Herbal Essences Sulfate-Free Shampoo & Conditioner BioRenew with Birch Bark Extract
Honestly, we’d be tempted by this kit even if it had sulfates; it smells downright divine. Luckily, they’ve left out the sulfates (parabens, too) in favor of botanical ingredients like aloe and birch bark extract. Herbal Essences also offers sulfate-free shampoos and conditioners in Honey & Vitamin and Aloe & Hemp formulations. They’re all pH balanced, which makes them a great choice for color-treated hair.
BIOLAGE R.A.W. Recover Shampoo
Infused with rich, nourishing ingredients like coconut, yucca, and goji berry, this sulfate-free formula can restore shine and bounce to damaged, stressed hair. The brand’s commitment to natural-origin ingredients means that you can be assured your shampoo is vegan, free from parabens, silicones, and other harsh chemicals. It gently cleans and leaves even coarse, super-dry hair silky smooth.
L’Oreal Paris EverCurl Hydracharge Shampoo
You already know that your curly locks can be finicky. It doesn’t take much for frizz or dryness to wreak havoc on even carefully-tended tresses. That’s why it’s ultra-important for curlyheads to avoid shampoos that contain sulfates. The chemicals too often set off temperamental hair, leaving you with fuzz or even breakage, rather than ringlets. Curly hair tends to be dry because your natural oils fade out before they can reach the ends.

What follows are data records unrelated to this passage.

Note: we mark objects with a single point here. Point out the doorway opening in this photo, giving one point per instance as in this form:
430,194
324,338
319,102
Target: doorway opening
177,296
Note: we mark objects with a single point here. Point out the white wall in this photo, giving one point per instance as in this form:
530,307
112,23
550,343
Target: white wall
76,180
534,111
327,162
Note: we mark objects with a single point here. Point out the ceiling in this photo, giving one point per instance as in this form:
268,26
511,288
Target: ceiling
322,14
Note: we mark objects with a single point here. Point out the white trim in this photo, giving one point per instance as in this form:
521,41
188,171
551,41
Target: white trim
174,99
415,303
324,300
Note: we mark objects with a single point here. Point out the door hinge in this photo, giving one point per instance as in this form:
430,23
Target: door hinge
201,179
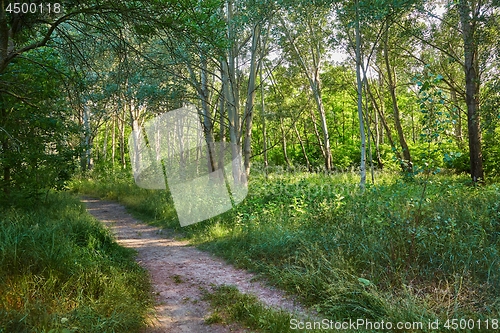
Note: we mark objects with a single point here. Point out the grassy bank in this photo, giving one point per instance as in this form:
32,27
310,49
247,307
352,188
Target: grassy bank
409,251
61,271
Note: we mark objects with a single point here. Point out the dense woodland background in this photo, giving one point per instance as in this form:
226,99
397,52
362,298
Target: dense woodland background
369,132
291,83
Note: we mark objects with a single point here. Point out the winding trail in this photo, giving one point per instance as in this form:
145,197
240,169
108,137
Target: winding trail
179,272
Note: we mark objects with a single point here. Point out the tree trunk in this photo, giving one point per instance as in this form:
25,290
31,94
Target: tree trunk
304,151
468,19
283,140
247,146
406,163
263,116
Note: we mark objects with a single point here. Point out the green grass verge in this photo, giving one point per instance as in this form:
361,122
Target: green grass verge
61,271
403,251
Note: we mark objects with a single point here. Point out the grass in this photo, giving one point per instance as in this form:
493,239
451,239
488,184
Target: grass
61,271
403,250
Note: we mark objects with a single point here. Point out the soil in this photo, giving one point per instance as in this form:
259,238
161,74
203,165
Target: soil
179,272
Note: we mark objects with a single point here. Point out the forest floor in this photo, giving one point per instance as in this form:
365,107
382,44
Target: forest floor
180,273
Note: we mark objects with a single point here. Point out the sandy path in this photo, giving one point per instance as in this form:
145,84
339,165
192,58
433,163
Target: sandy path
178,271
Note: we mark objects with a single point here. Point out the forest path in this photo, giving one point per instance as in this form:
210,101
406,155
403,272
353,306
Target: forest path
178,272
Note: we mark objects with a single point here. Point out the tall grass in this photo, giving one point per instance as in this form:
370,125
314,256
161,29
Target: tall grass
61,271
403,250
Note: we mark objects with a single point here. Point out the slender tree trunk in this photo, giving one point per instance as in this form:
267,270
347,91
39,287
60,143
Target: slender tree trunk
304,151
458,116
122,141
406,164
247,146
384,123
113,142
468,20
283,140
263,116
315,85
362,168
318,136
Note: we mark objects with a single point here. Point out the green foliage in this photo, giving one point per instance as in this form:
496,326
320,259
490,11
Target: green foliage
61,271
230,305
36,129
390,253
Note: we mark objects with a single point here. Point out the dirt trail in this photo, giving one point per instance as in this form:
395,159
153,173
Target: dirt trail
178,271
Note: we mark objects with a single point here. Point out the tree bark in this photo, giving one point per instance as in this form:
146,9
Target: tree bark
362,167
247,145
406,163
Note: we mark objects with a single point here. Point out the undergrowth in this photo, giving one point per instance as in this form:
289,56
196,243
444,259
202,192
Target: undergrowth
61,271
410,250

Deep conditioning is important, but you can also set the stage for glamorous curls by investing in a shampoo that skips the sulfates and piles on the hydrating ingredients. Stylists suggest that you seek out sulfate-free shampoos that contain argan or coconut oil. These will penetrate the hair shaft and deliver a powerful boost of moisture where you need it most. We like L’Oreal Paris EverCurl Hydracharge shampoo – it’s affordable, sulfate-free, and is infused with coconut oil for extra manageability.
Desert Essence Lemon Tea Tree Shampoo
We’ll say one thing about sodium lauryl sulfate and sodium laureth sulfate: they’re effective cleansers, especially when it comes to breaking down oil and grime. Their lathering power carries away whatever’s lurking on your strands – grease, product buildup, and everyday dirt – but sometimes it gets too carried away, and you’re left with dry, dull hair. For those of us who battle oily scalps, there’s a balanced approach. This is gentler, coconut-based sulfates that suds up but don’t strip your hair of all its protective oil. The tea tree oil soothes your scalp while it gently cleans, and we loved the lightly scented formula. Alternate this one with your everyday shampoo to get rid of product gunk, or to tame oily locks.
Pantene Illuminating Color Care Shampoo
You paid a lot for that color treatment, and the last thing you want is to see it going down the drain. Protect your investment with Pantene’s sulfate-free color care shampoo, which is supplemented with Vitamin B5 and biotin. Users especially liked this for red dyes, as this color always seems to fade the fastest, but we also recommend it for all the other shades of the spectrum; it’ll clean your locks without stripping them of color – or for that matter, of your natural oils.
Even if you’re not addressing any of these specific issues, you may want to give a sulfate-free shampoo a try. You may find you don’t need these potentially harsh additives. It’s entirely possible to achieve clean, shiny hair without them. And if you just can’t bear to give up those suds, check the ingredients label for coconut-based sulfates, as they’ll give you a bit of the bubbly without the stripping effect.